ベテランである親父の手が震えていたのが印象的。深堀りされなかったが病気と関係あり?
搬送中、母子が横並びでストレッチャーに乗せられているシーン、ベルトで腕を固定されているので手を握ることができないとこもドラマになるよな。
警察に書類(許可証?)の提示を求められるシーンで内輪揉めしてたのは芝居?許可証なんて無いのにどこに仕舞ったんだと芝居を打ってた?だとしたらすごいぜ。
手持ちの画を極端に嫌うカメラなのでこれがドキュメンタリーであることを忘れる。
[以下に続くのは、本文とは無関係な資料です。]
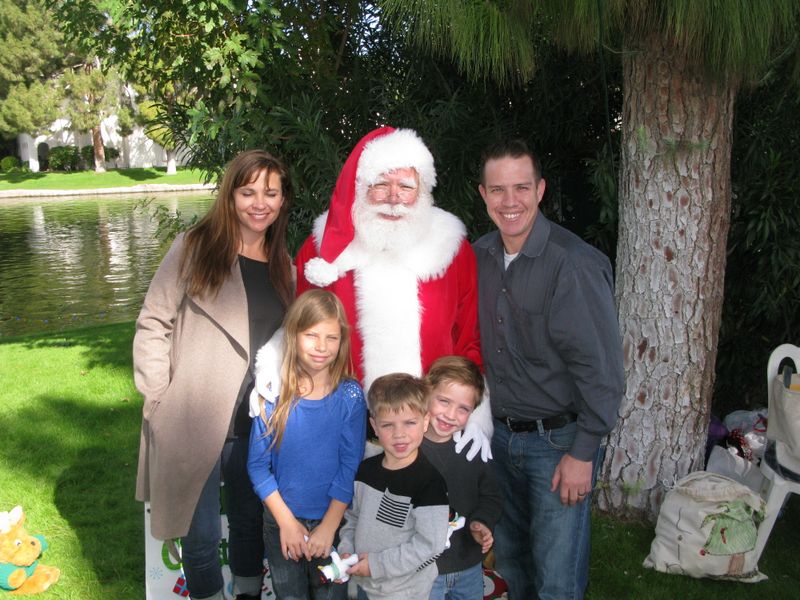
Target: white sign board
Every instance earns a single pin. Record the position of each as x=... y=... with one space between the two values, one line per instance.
x=164 y=575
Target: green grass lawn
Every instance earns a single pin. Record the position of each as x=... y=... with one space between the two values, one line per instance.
x=86 y=180
x=69 y=433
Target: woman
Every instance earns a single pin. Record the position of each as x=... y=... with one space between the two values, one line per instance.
x=219 y=294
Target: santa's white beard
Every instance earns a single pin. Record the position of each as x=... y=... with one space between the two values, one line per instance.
x=391 y=236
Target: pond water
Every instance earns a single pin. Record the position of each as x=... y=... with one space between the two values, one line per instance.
x=71 y=262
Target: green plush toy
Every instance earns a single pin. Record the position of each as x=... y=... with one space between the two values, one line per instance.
x=20 y=571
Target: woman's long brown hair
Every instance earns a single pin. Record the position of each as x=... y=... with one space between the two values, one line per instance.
x=212 y=245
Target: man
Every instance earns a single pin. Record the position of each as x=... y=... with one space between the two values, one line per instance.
x=553 y=359
x=402 y=267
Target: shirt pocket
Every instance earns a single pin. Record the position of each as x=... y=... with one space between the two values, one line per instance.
x=530 y=336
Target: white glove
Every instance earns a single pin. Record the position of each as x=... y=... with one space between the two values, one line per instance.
x=478 y=430
x=268 y=372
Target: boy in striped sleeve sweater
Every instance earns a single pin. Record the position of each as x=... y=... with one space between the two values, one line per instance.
x=398 y=521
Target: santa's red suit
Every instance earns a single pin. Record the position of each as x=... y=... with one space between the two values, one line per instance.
x=410 y=295
x=408 y=311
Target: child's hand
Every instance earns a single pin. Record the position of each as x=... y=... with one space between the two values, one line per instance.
x=482 y=535
x=293 y=540
x=361 y=567
x=320 y=541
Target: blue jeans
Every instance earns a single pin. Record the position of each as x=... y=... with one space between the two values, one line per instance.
x=200 y=548
x=461 y=585
x=302 y=579
x=541 y=545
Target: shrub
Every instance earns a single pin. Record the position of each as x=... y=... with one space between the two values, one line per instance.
x=64 y=158
x=9 y=163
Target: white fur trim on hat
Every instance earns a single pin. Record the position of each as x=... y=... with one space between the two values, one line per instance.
x=400 y=149
x=320 y=272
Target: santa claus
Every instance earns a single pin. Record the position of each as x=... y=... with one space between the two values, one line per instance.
x=402 y=267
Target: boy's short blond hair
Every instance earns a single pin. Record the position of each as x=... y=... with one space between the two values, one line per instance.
x=456 y=369
x=395 y=391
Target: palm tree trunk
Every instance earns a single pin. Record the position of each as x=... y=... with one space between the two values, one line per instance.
x=674 y=217
x=99 y=151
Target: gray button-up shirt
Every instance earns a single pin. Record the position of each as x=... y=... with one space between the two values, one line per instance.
x=549 y=332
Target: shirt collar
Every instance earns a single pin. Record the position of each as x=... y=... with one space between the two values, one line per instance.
x=532 y=247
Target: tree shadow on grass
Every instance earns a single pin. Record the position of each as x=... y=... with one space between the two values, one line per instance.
x=87 y=452
x=19 y=177
x=104 y=345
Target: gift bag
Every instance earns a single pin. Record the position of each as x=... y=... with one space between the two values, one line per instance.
x=707 y=527
x=783 y=424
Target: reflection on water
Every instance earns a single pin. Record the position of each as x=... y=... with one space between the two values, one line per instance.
x=71 y=262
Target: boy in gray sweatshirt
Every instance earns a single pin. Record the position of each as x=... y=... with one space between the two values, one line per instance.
x=398 y=520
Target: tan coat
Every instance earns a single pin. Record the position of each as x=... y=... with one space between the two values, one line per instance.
x=190 y=356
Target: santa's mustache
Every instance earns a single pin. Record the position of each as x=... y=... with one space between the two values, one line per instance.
x=393 y=210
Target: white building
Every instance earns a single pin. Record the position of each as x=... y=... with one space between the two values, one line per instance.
x=135 y=150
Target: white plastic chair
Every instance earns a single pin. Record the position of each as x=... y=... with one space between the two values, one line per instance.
x=780 y=467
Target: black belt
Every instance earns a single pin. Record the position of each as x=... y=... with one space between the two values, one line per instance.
x=517 y=426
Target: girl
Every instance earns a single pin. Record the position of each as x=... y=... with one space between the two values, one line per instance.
x=221 y=290
x=305 y=449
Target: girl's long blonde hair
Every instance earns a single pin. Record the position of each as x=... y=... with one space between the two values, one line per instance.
x=307 y=310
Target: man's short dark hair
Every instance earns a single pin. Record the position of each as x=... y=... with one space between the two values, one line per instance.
x=515 y=148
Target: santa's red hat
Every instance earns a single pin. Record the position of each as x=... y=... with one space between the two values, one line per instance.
x=380 y=151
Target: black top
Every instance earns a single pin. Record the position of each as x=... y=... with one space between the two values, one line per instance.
x=265 y=313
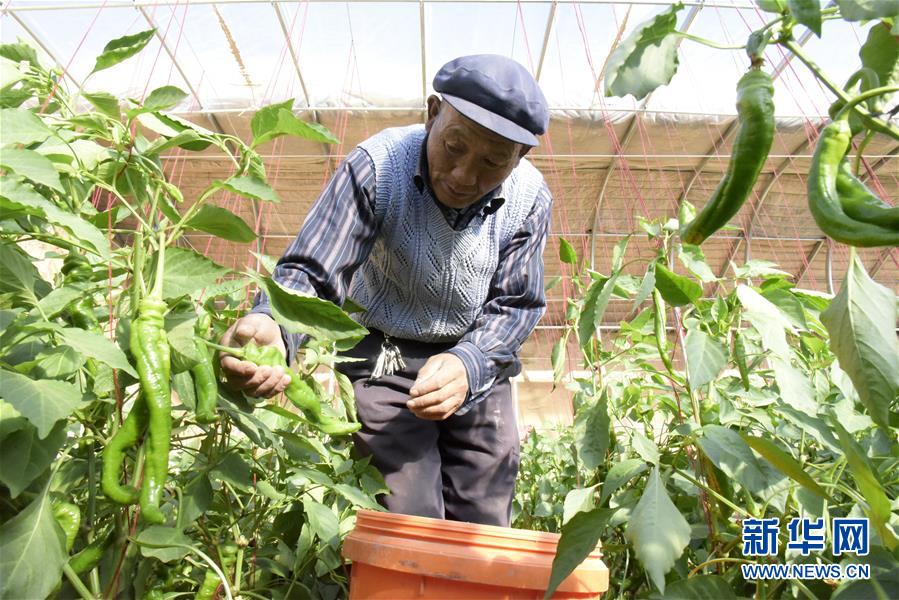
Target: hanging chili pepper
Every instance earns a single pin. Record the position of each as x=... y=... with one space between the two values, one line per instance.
x=824 y=199
x=114 y=454
x=69 y=518
x=755 y=111
x=150 y=348
x=659 y=319
x=205 y=381
x=298 y=391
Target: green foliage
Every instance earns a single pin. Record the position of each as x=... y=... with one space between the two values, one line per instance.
x=259 y=482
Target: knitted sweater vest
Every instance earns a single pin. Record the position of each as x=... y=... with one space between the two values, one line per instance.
x=423 y=280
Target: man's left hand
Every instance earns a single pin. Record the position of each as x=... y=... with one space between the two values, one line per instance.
x=440 y=388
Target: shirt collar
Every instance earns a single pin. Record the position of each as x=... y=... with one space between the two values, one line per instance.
x=490 y=203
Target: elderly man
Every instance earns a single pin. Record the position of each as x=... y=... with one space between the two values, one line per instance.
x=438 y=231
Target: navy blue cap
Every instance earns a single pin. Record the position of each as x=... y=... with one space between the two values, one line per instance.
x=497 y=93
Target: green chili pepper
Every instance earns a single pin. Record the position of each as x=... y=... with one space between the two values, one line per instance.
x=298 y=391
x=209 y=586
x=824 y=199
x=740 y=359
x=205 y=381
x=114 y=454
x=860 y=204
x=69 y=518
x=89 y=556
x=755 y=110
x=211 y=581
x=76 y=269
x=659 y=318
x=150 y=348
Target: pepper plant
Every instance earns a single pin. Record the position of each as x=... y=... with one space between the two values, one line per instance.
x=127 y=470
x=764 y=401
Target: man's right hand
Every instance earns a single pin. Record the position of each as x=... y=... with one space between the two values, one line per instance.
x=242 y=375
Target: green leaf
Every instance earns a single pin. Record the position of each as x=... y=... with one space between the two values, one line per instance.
x=620 y=474
x=580 y=537
x=222 y=223
x=706 y=356
x=184 y=139
x=249 y=187
x=794 y=386
x=727 y=451
x=187 y=271
x=787 y=465
x=33 y=552
x=559 y=355
x=311 y=315
x=21 y=126
x=861 y=321
x=869 y=485
x=51 y=304
x=646 y=286
x=122 y=48
x=773 y=6
x=43 y=402
x=164 y=98
x=163 y=543
x=677 y=290
x=180 y=331
x=591 y=432
x=31 y=165
x=26 y=457
x=18 y=195
x=808 y=13
x=98 y=346
x=646 y=59
x=880 y=53
x=700 y=587
x=867 y=10
x=595 y=303
x=277 y=120
x=657 y=530
x=235 y=471
x=104 y=102
x=196 y=501
x=60 y=362
x=566 y=252
x=789 y=304
x=10 y=74
x=322 y=520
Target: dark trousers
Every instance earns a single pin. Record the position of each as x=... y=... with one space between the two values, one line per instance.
x=462 y=468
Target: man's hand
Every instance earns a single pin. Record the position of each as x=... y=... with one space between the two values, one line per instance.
x=242 y=375
x=440 y=388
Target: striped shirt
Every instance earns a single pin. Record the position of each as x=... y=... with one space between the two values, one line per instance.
x=339 y=234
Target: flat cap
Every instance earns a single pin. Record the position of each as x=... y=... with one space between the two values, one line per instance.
x=497 y=93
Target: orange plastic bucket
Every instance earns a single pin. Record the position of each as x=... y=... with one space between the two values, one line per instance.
x=400 y=556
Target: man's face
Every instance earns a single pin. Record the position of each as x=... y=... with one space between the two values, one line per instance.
x=465 y=160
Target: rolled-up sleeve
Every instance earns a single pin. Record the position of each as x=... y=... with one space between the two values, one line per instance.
x=335 y=239
x=514 y=306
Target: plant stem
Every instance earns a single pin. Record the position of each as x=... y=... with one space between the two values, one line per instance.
x=713 y=561
x=77 y=583
x=793 y=47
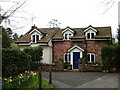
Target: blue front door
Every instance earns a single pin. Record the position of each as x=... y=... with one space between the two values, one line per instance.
x=76 y=57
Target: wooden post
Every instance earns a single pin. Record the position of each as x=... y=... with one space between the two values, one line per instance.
x=40 y=78
x=50 y=74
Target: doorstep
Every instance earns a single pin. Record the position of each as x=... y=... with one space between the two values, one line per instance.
x=74 y=70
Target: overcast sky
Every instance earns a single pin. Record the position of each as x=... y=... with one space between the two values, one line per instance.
x=72 y=13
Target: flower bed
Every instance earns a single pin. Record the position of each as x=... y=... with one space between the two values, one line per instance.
x=27 y=80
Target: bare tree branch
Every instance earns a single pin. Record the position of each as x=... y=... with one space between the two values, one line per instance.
x=11 y=11
x=108 y=4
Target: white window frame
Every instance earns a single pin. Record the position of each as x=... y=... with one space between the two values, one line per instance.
x=90 y=57
x=90 y=35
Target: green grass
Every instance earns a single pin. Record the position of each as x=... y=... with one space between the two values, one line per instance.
x=35 y=84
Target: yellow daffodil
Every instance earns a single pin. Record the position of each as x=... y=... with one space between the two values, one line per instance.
x=34 y=74
x=10 y=80
x=31 y=72
x=5 y=79
x=28 y=76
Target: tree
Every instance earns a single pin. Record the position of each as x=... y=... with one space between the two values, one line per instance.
x=15 y=36
x=54 y=23
x=6 y=40
x=9 y=32
x=5 y=15
x=108 y=4
x=118 y=34
x=21 y=35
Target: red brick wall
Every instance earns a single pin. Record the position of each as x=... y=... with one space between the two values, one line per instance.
x=59 y=48
x=95 y=47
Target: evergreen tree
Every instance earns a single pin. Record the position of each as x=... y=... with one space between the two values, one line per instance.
x=118 y=34
x=15 y=36
x=6 y=40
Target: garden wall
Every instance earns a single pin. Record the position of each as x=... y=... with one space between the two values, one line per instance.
x=92 y=68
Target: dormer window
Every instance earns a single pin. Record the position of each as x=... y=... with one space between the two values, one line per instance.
x=90 y=32
x=90 y=35
x=67 y=33
x=65 y=36
x=35 y=38
x=91 y=57
x=36 y=35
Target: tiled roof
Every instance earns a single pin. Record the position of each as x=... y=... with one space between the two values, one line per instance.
x=56 y=33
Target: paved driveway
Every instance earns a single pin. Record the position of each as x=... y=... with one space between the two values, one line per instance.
x=83 y=79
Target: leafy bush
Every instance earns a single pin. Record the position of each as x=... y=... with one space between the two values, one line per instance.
x=14 y=62
x=111 y=57
x=29 y=79
x=36 y=56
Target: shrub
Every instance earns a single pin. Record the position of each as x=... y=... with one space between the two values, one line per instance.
x=36 y=56
x=14 y=62
x=111 y=57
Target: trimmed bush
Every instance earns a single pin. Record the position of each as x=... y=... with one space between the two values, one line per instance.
x=36 y=56
x=14 y=62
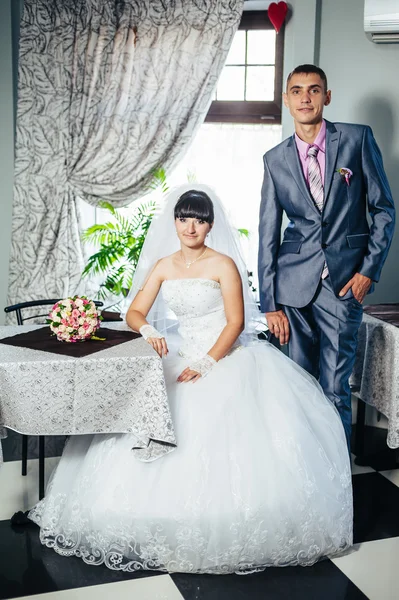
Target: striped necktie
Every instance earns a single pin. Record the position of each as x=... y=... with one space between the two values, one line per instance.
x=316 y=186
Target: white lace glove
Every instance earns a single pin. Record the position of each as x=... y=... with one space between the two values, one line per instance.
x=148 y=331
x=203 y=365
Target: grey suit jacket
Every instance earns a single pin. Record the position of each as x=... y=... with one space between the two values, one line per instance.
x=290 y=268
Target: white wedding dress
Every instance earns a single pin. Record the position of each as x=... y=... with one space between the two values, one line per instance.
x=260 y=477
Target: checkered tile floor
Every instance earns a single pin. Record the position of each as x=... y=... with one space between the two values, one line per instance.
x=370 y=570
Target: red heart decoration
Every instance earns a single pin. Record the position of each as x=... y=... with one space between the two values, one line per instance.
x=277 y=14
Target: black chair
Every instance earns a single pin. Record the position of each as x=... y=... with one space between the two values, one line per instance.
x=18 y=308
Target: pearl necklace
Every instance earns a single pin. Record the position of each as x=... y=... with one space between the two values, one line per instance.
x=188 y=263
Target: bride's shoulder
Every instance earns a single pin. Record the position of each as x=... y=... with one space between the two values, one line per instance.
x=222 y=259
x=163 y=265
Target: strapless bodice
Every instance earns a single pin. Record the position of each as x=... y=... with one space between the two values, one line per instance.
x=199 y=308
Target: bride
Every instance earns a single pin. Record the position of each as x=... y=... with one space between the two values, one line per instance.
x=260 y=476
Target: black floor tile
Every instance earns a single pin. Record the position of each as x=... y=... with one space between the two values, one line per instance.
x=323 y=581
x=27 y=567
x=376 y=503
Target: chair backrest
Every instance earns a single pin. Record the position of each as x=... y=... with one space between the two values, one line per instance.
x=18 y=308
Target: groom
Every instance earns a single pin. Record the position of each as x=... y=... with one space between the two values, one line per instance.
x=313 y=280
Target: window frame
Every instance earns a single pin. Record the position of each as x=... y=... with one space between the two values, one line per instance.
x=249 y=111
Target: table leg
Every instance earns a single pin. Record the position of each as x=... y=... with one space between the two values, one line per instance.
x=41 y=467
x=360 y=422
x=24 y=454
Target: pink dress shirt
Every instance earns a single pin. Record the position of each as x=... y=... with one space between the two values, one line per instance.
x=303 y=148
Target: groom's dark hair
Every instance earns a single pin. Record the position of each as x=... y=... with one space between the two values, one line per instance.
x=195 y=204
x=309 y=69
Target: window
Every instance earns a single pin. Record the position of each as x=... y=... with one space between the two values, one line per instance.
x=250 y=86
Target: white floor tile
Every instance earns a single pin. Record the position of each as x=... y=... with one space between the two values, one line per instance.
x=356 y=470
x=160 y=587
x=18 y=492
x=373 y=568
x=392 y=476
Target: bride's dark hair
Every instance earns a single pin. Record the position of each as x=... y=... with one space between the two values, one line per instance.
x=195 y=204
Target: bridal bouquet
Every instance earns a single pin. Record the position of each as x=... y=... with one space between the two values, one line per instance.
x=74 y=319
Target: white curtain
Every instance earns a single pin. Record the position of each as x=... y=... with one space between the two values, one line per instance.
x=108 y=91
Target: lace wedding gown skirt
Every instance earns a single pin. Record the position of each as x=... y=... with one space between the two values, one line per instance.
x=261 y=475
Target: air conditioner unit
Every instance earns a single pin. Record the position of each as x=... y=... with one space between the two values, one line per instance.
x=381 y=21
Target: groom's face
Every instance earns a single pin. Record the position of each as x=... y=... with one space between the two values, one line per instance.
x=306 y=98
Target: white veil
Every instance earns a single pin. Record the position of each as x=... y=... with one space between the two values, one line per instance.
x=162 y=240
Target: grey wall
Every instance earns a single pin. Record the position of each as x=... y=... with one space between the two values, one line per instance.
x=6 y=144
x=363 y=77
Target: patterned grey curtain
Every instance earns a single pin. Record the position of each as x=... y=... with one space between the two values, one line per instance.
x=108 y=91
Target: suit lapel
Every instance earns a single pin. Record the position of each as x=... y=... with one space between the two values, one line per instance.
x=332 y=146
x=294 y=164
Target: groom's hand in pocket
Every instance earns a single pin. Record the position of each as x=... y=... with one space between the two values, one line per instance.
x=360 y=285
x=278 y=325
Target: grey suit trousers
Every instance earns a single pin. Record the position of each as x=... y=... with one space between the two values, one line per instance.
x=323 y=340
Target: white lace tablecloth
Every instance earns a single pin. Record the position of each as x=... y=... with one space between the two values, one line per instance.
x=116 y=390
x=376 y=371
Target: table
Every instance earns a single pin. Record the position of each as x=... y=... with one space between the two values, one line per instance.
x=376 y=371
x=116 y=390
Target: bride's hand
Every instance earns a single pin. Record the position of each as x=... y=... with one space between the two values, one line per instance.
x=159 y=345
x=188 y=375
x=199 y=368
x=154 y=338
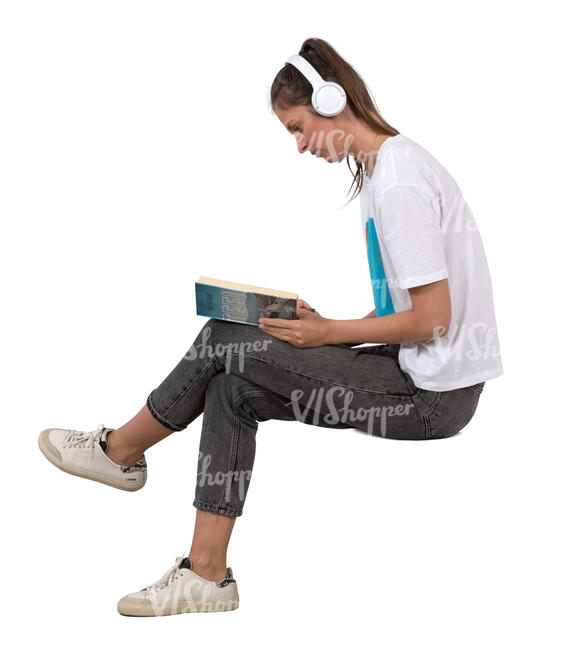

特にカーチェイスシーンはエンタメ的な展開を期待してしまう。
現状を変える打開策を模索する暇もなくただ日々をこなす、その顔にお先真っ暗な不安が滲んでた。ただ、現状を受けるだけで問題に対してのアクションや抵抗が弱かった上に人物が見えてこなかったので心残り。

哀愁しんでれら

冒頭の災難シークエンス、間抜けな音楽、茶化してくる酔っ払いジジイに激怒する親父は飲酒運転だったことを自覚。10年交際を続けてきた彼氏の浮気、抜きの謝罪シーン。鹿のペニス、5円おにぎりで炙り出す娘の嘘、いちごパフェの苺の食べ方、他人の子供が乗るブランコを雑に押す、葬儀屋で働く親父の自慢、水と砂糖と塩の点滴。すごい笑っちゃってこんなん書いてみたいなと思った。なんかランティモスみたい。濡れ場ひとつとってもシチュエーションが歪だ。聴診器で鼓動を聞き合い、点滴しながらベットに傾れ込んだことでスタンドがジリリと引っ張られる。そして土屋太鳳はダークサイドの顔が似合うな。